Lorsqu’un jour férié tombe pendant le repos hebdomadaire, aucune disposition n’oblige l’employeur à donner congé un autre jour de la semaine, en revanche si le jour férié chômé tombe un jour de RTT, l’employeur est tenu de reporter cette RTT et surtout, depuis le 1er janvier 1982, l’employeur ne peut plus récupérer les jours fériés qui ont été chômés !!!

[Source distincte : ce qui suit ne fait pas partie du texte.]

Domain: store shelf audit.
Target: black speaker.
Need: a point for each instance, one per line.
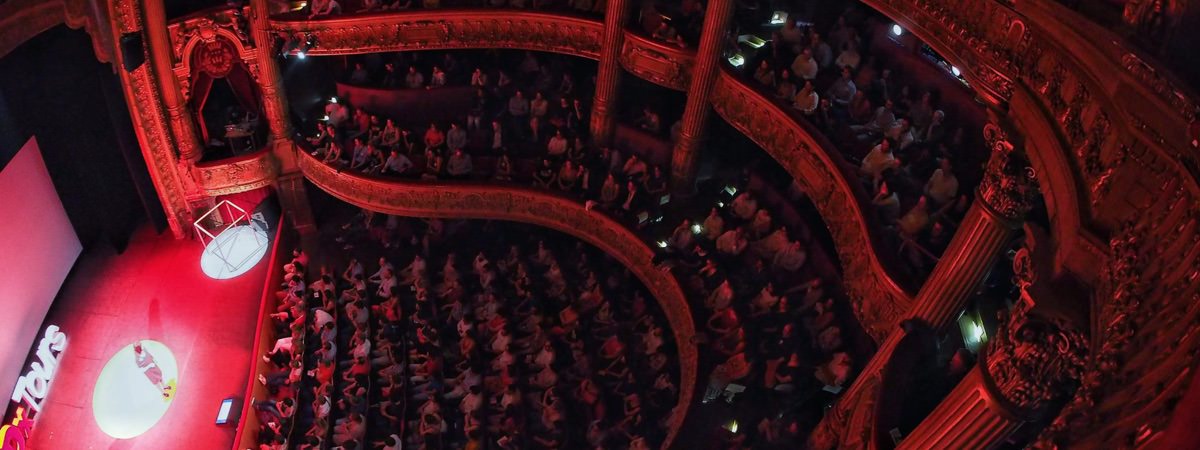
(132, 51)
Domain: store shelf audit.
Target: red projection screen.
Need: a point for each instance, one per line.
(37, 249)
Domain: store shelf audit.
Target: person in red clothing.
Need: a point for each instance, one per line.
(1194, 131)
(324, 372)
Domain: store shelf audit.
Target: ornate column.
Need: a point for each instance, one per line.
(1033, 363)
(161, 58)
(1003, 198)
(695, 114)
(293, 196)
(609, 73)
(275, 108)
(150, 121)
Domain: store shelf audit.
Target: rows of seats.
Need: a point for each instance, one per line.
(507, 339)
(918, 153)
(277, 412)
(775, 330)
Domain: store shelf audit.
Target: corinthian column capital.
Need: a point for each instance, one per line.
(1008, 184)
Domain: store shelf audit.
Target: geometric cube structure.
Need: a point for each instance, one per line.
(233, 244)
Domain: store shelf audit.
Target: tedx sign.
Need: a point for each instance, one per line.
(31, 389)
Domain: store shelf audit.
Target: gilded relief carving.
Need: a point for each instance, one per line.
(449, 29)
(876, 299)
(653, 61)
(238, 175)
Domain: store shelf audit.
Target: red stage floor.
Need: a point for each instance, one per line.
(155, 291)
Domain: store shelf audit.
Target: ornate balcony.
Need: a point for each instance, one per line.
(528, 205)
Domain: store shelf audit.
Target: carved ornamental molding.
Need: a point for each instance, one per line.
(1035, 361)
(657, 63)
(150, 124)
(528, 205)
(1009, 184)
(879, 301)
(420, 30)
(210, 28)
(244, 174)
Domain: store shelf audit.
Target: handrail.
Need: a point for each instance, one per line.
(481, 28)
(467, 199)
(237, 174)
(657, 63)
(814, 162)
(264, 337)
(448, 29)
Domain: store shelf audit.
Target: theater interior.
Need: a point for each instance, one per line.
(642, 225)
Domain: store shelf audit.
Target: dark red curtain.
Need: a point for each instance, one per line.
(216, 63)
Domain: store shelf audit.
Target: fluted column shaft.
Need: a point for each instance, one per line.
(979, 239)
(695, 114)
(970, 418)
(275, 107)
(293, 196)
(160, 49)
(604, 103)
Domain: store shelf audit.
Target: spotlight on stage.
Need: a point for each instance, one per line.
(135, 389)
(228, 413)
(233, 244)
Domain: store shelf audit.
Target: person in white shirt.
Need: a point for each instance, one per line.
(396, 163)
(807, 100)
(849, 57)
(745, 205)
(791, 258)
(732, 241)
(714, 225)
(879, 160)
(557, 145)
(942, 186)
(804, 66)
(456, 137)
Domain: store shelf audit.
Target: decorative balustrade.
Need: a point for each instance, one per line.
(657, 61)
(240, 174)
(447, 29)
(809, 157)
(463, 199)
(811, 160)
(1103, 127)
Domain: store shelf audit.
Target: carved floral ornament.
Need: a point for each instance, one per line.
(1009, 184)
(659, 65)
(877, 301)
(462, 29)
(239, 175)
(1035, 361)
(229, 23)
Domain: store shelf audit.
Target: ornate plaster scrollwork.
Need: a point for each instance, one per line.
(1123, 289)
(449, 29)
(1035, 361)
(238, 175)
(655, 63)
(1008, 184)
(877, 301)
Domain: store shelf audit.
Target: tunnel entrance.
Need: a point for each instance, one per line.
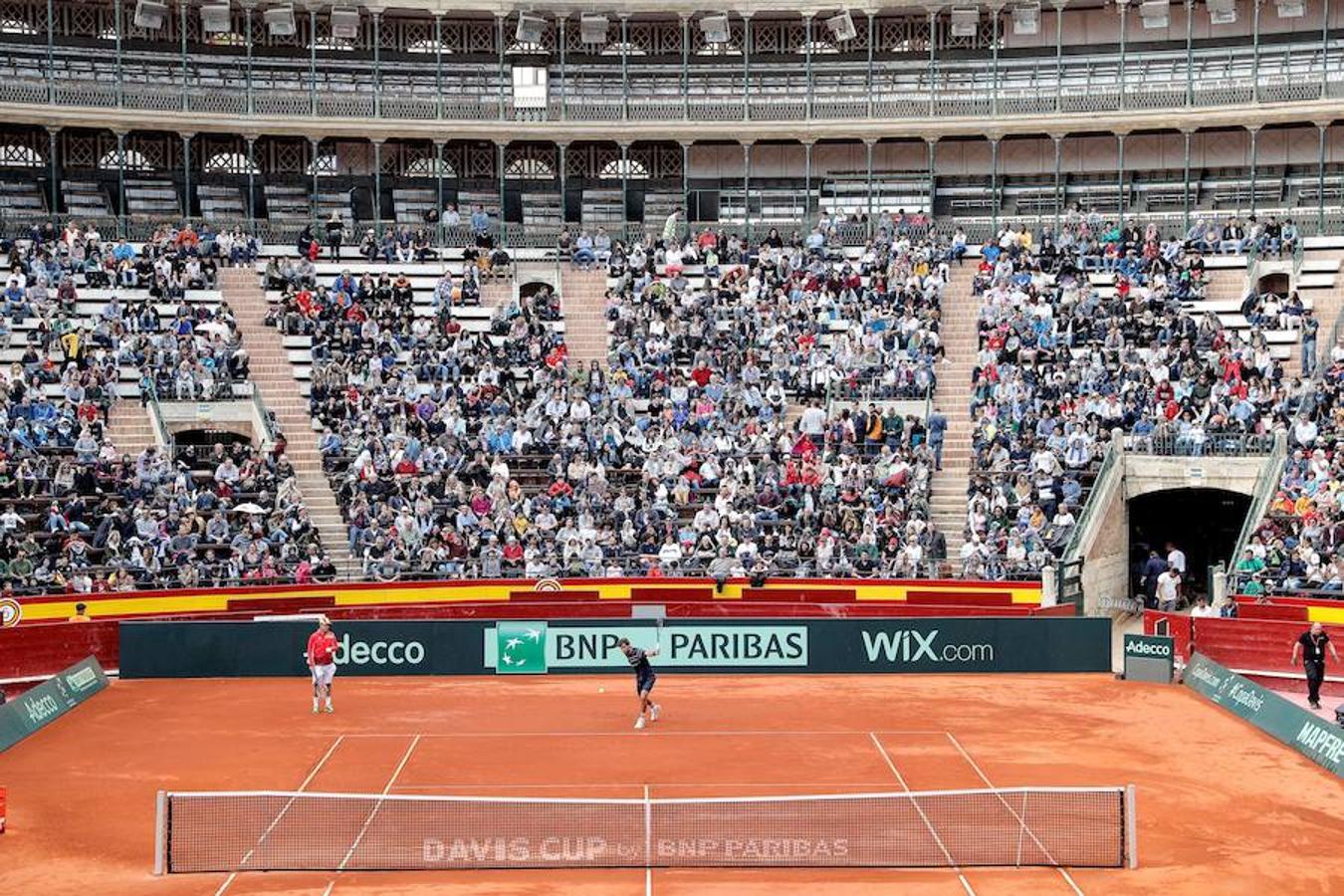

La rémunération du jour férié chômé sera en principe effective (c'est-à-dire qu’il n’y aura pas diminution de salaire) mais ce paiement peut être soumis à condition (ancienneté dans l’entreprise par exemple). Si le salarié est au chômage partiel, c’est ce taux qui sera appliqué et enfin si les salariés sont en grève, ils ne peuvent prétendre être payés puisque la grève suspend le contrat de travail. La rémunération d’un jour férié travaillé, n’ouvre pas droit à une majoration de salaires (sauf heures supplémentaires ou dispositions de la convention collective applicable).
c) Les ponts
On parle de pont lorsqu’un ou deux jours ouvrables est compris entre un jour férié et un jour de repos hebdomadaire. En principe, on ne peut contraindre un employeur d’accorder un pont qui relève uniquement d’une décision interne de l’entreprise. Mais il se peut que la convention collective applicable le prévoit. Contrairement à la journée fériée, la journée de pont, elle, peut être récupérée par l’employeur mais il ne peut toutefois l’imputer unilatéralement sur les congés payés.
Voici les bases de la pratique des jours fériés, mais attention, il peut exister des dispositions particulières dans les usages, les contrats ou les conventions collectives auxquels il faudra alors se reporter.